First of all, some background to kernels and SVMs...
If you want to pre-compute a kernel for n
vectors (of any dimension), what need to do is calculate the kernel function between each pair of examples. The kernel function takes two vectors and gives a scalar, so you can think of a precomputed kernel as a nxn
matrix of scalars. It's usually called the kernel matrix, or sometimes the Gram matrix.
There are many different kernels, the simplest is the linear kernel (also known as the dot product):
sum(x_i * y_i) for i in [1..N] where (x_1,...,x_N) (y_1,..,y_N) are vectors
Secondly, trying to answer your problem...
The documentation about precomputed kernels in libsvm is actually pretty good...

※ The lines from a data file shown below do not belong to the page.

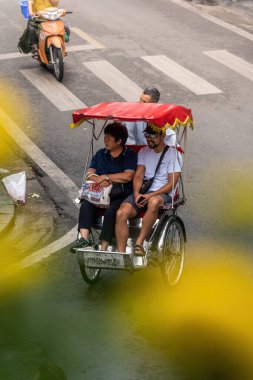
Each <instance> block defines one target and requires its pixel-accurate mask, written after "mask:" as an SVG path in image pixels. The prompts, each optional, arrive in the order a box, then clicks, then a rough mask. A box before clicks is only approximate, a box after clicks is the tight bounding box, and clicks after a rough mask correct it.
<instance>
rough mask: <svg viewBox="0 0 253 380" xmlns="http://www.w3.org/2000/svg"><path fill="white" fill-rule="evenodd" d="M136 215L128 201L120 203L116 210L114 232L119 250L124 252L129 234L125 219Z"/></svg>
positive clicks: (118, 250) (134, 216)
mask: <svg viewBox="0 0 253 380" xmlns="http://www.w3.org/2000/svg"><path fill="white" fill-rule="evenodd" d="M136 215H137V212H136V210H135V209H134V208H133V206H132V205H131V204H130V203H122V205H121V206H120V208H119V210H118V211H117V219H116V228H115V232H116V239H117V246H118V251H119V252H126V244H127V239H128V234H129V231H128V225H127V220H128V219H130V218H133V217H135V216H136Z"/></svg>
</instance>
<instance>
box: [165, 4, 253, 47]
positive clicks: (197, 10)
mask: <svg viewBox="0 0 253 380" xmlns="http://www.w3.org/2000/svg"><path fill="white" fill-rule="evenodd" d="M170 1H171V2H172V3H175V4H177V5H179V6H180V7H183V8H186V9H188V10H189V11H191V12H192V13H195V14H197V15H198V16H200V17H203V18H205V19H206V20H208V21H211V22H213V23H215V24H216V25H219V26H221V27H223V28H226V29H227V30H229V31H231V32H233V33H236V34H238V35H239V36H241V37H243V38H247V39H248V40H250V41H253V34H252V33H249V32H246V30H243V29H241V28H238V27H237V26H235V25H232V24H230V23H229V22H225V21H223V20H221V19H219V18H218V17H215V16H212V15H210V14H208V13H205V11H204V9H203V8H202V7H201V9H197V8H196V7H195V6H194V5H191V4H189V3H188V2H186V1H185V0H170ZM232 1H233V0H232Z"/></svg>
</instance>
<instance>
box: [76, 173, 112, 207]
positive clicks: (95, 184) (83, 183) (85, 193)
mask: <svg viewBox="0 0 253 380" xmlns="http://www.w3.org/2000/svg"><path fill="white" fill-rule="evenodd" d="M92 175H95V176H96V174H93V173H92V174H90V175H88V176H87V177H86V178H85V179H84V181H83V184H82V188H81V194H80V198H81V199H86V200H87V201H89V202H90V203H92V204H94V205H95V206H97V207H101V208H106V207H108V206H109V205H110V192H111V189H112V184H111V185H109V186H108V187H102V186H100V185H99V184H97V183H96V182H94V181H91V180H89V178H90V177H91V176H92Z"/></svg>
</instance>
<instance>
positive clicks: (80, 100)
mask: <svg viewBox="0 0 253 380" xmlns="http://www.w3.org/2000/svg"><path fill="white" fill-rule="evenodd" d="M20 72H21V73H22V74H23V75H24V76H25V77H26V79H28V80H29V81H30V82H31V83H32V84H33V85H34V86H35V87H36V88H37V89H38V90H39V91H40V92H41V93H42V94H43V95H44V96H45V97H46V98H47V99H49V100H50V101H51V102H52V103H53V104H54V105H55V106H56V107H57V108H58V109H59V110H60V111H71V110H74V109H78V108H79V109H80V108H85V107H86V105H85V104H84V103H83V102H81V100H80V99H78V98H77V97H76V96H75V95H74V94H73V93H72V92H71V91H69V90H68V89H67V88H66V87H65V86H64V85H63V84H62V83H60V82H58V81H57V80H56V79H55V78H54V77H53V75H52V74H50V73H48V72H47V71H46V70H45V69H43V68H37V69H26V70H20Z"/></svg>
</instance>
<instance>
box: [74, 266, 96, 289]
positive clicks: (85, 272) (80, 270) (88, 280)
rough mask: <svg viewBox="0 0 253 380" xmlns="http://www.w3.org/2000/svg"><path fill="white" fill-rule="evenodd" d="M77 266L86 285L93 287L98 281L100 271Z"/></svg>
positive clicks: (86, 267)
mask: <svg viewBox="0 0 253 380" xmlns="http://www.w3.org/2000/svg"><path fill="white" fill-rule="evenodd" d="M79 266H80V271H81V275H82V278H83V280H84V281H85V282H86V283H87V284H89V285H93V284H95V283H96V282H97V281H98V280H99V276H100V272H101V269H97V268H87V267H86V266H85V265H80V264H79Z"/></svg>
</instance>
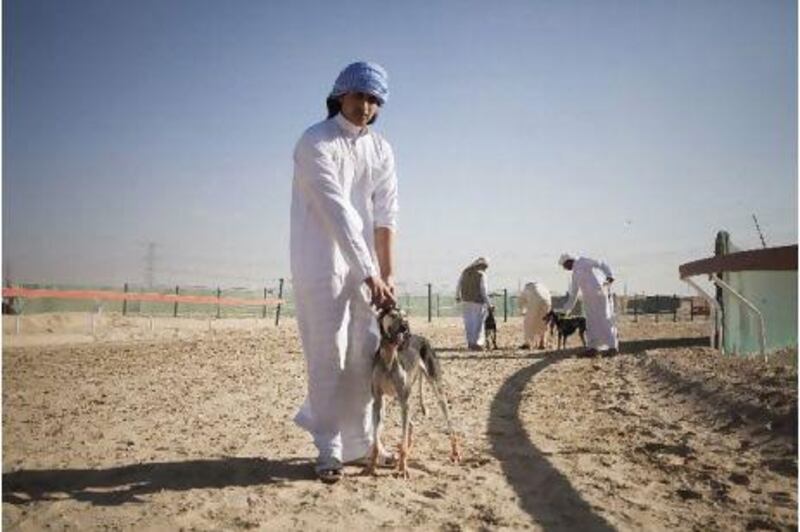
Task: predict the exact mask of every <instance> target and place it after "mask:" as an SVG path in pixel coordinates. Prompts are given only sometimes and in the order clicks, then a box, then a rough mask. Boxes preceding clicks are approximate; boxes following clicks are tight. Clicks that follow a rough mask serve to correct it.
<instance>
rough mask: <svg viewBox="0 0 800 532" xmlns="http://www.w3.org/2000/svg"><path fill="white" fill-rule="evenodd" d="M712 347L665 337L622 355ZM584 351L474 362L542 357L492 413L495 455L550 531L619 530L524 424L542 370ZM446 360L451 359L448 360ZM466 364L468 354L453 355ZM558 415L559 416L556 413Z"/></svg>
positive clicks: (513, 375) (506, 477) (516, 383)
mask: <svg viewBox="0 0 800 532" xmlns="http://www.w3.org/2000/svg"><path fill="white" fill-rule="evenodd" d="M695 345H708V338H706V337H700V338H662V339H654V340H641V341H632V342H624V343H622V344H621V345H620V352H622V353H637V352H641V351H643V350H645V349H658V348H672V347H686V346H695ZM582 351H583V349H581V348H578V349H570V350H567V351H557V352H554V351H547V352H534V353H529V354H519V355H513V356H512V355H505V356H503V355H500V356H497V355H491V354H489V353H486V354H483V355H481V354H476V355H475V356H470V357H469V358H475V359H481V358H538V359H539V360H536V361H535V362H533V364H531V365H530V366H527V367H525V368H522V369H521V370H519V371H517V372H516V373H514V374H513V375H511V377H509V378H508V379H507V380H506V381H505V382H504V383H503V385H502V386H501V387H500V390H499V391H498V392H497V394H496V395H495V397H494V399H493V401H492V406H491V412H490V415H489V426H488V434H489V439H490V441H491V445H492V454H493V455H494V456H495V457H496V458H497V459H498V460H499V461H500V463H501V464H502V467H503V472H504V473H505V475H506V478H508V481H509V484H511V486H512V487H513V488H514V491H515V492H516V493H517V496H518V497H519V500H520V505H521V506H522V508H523V509H524V510H525V511H526V512H527V513H528V514H530V515H531V516H532V517H533V518H534V520H535V521H536V522H537V523H538V524H539V525H541V526H542V527H544V528H545V529H546V530H614V528H613V527H612V526H611V525H610V524H609V523H608V522H607V521H606V520H605V519H604V518H603V517H602V516H601V515H599V514H598V513H596V512H595V509H594V508H592V506H591V505H590V504H589V503H588V502H586V501H585V500H584V499H583V498H582V497H581V495H580V493H579V492H578V491H577V490H576V489H575V488H574V487H573V486H572V484H571V483H570V481H569V480H568V479H567V477H565V476H564V475H563V474H561V473H560V472H559V471H558V470H557V469H556V468H555V467H554V466H553V465H552V464H551V463H550V462H549V461H548V459H547V458H546V457H545V455H544V454H543V453H542V452H541V451H540V450H539V449H538V448H537V447H536V446H535V445H534V444H533V443H532V442H531V441H530V440H529V439H528V436H527V433H526V431H525V428H524V427H523V425H522V421H521V420H520V416H519V410H520V405H521V403H522V397H523V392H524V390H525V387H526V386H527V385H528V384H529V383H530V381H531V380H532V379H533V378H534V377H535V376H536V375H537V374H538V373H540V372H541V371H543V370H544V369H546V368H548V367H550V366H551V365H553V364H557V363H559V362H561V361H563V360H566V359H568V358H572V357H574V356H576V355H577V354H578V353H580V352H582ZM442 358H445V357H442ZM450 358H451V359H452V360H460V359H463V358H467V357H463V356H453V357H450ZM552 414H553V415H558V413H557V412H553V413H552Z"/></svg>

Assume the original training data has three four-feature instances
and testing data has one instance:
15 1:1 2:1 3:1 4:1
45 2:3 4:3
25 3:1
15 1:1 3:1
If the linear kernel is used, we have the following
new training/testing sets:
15 0:1 1:4 2:6 3:1
45 0:2 1:6 2:18 3:0
25 0:3 1:1 2:0 3:1
15 0:? 1:2 2:0 3:1
Each vector here in the second example is a row in the kernel matrix. The value at index zero is the ID value and it just seems to be a sequential count. The value at index 1 of the first vector is the value of the kernel function of the first vector from the first example with itself (i.e. (1x1)+(1x1)+(1x1)+(1x1) = 4
), the second is the value of the kernel function of the first vector with the second (i.e. (1x3)+(1x3)=6
). It follows on like that for the rest of the example. You can see in that the kernel matrix is symmetric, as it should be, because K(x,y) = K(y,x).
It's worth pointing out that the first set of vectors are represented in a sparse format (i.e. missing values are zero), but the kernel matrix isn't and shouldn't be sparse. I don't know why that is, it just seems to be a libsvm thing.